The Federal Reserve is behind the curve when it comes to shrinking the balance sheet, according to UBS Global Wealth Management's Kelvin Tay.
Fed Chairman Jerome Powell said Tuesday that he expects a series of interest rate hikes this year, along with other reductions in the extraordinary help the central bank has provided during the pandemic.
«If you take a step backwards and you listen to what he said. He hasn't actually acknowledged that the Federal Reserve is actually behind the curve — but they certainly are,» Tay told CNBC's «Squawk Box Asia» on Wednesday.
Tay noted U.S. stock markets are doing relatively well and corporate earnings in the second and third quarter of last year were also at «multi-decade highs.»

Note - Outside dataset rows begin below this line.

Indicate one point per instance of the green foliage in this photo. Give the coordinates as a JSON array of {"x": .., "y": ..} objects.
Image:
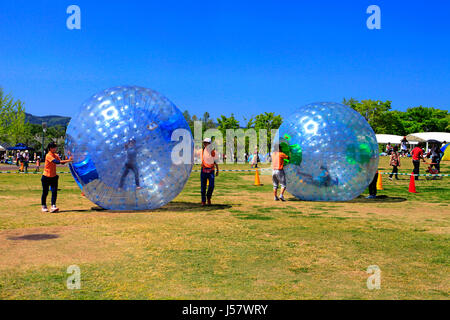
[
  {"x": 417, "y": 119},
  {"x": 12, "y": 119},
  {"x": 227, "y": 123},
  {"x": 268, "y": 121}
]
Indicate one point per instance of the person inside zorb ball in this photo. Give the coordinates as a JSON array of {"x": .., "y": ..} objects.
[
  {"x": 132, "y": 149},
  {"x": 333, "y": 152}
]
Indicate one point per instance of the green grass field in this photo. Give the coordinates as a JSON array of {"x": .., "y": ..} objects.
[{"x": 245, "y": 246}]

«And at this point in time they are still printing. So you must be wondering why they are still printing at this level, right?,» he said, adding key developments going forward will be how fast and how much the Fed shrinks its balance sheet.
Investors are awaiting Wednesday's key inflation data to assess the economic picture and the Fed's next move.
The U.S. central bank spooked investors last week after minutes of its December meeting signaled members were ready to tighten monetary policy more aggressively than previously expected.
It indicated it may be ready to start raising interest rates, dial back on its bond-buying program, and engage in high-level discussions about reducing holdings of Treasurys and mortgage-backed securities.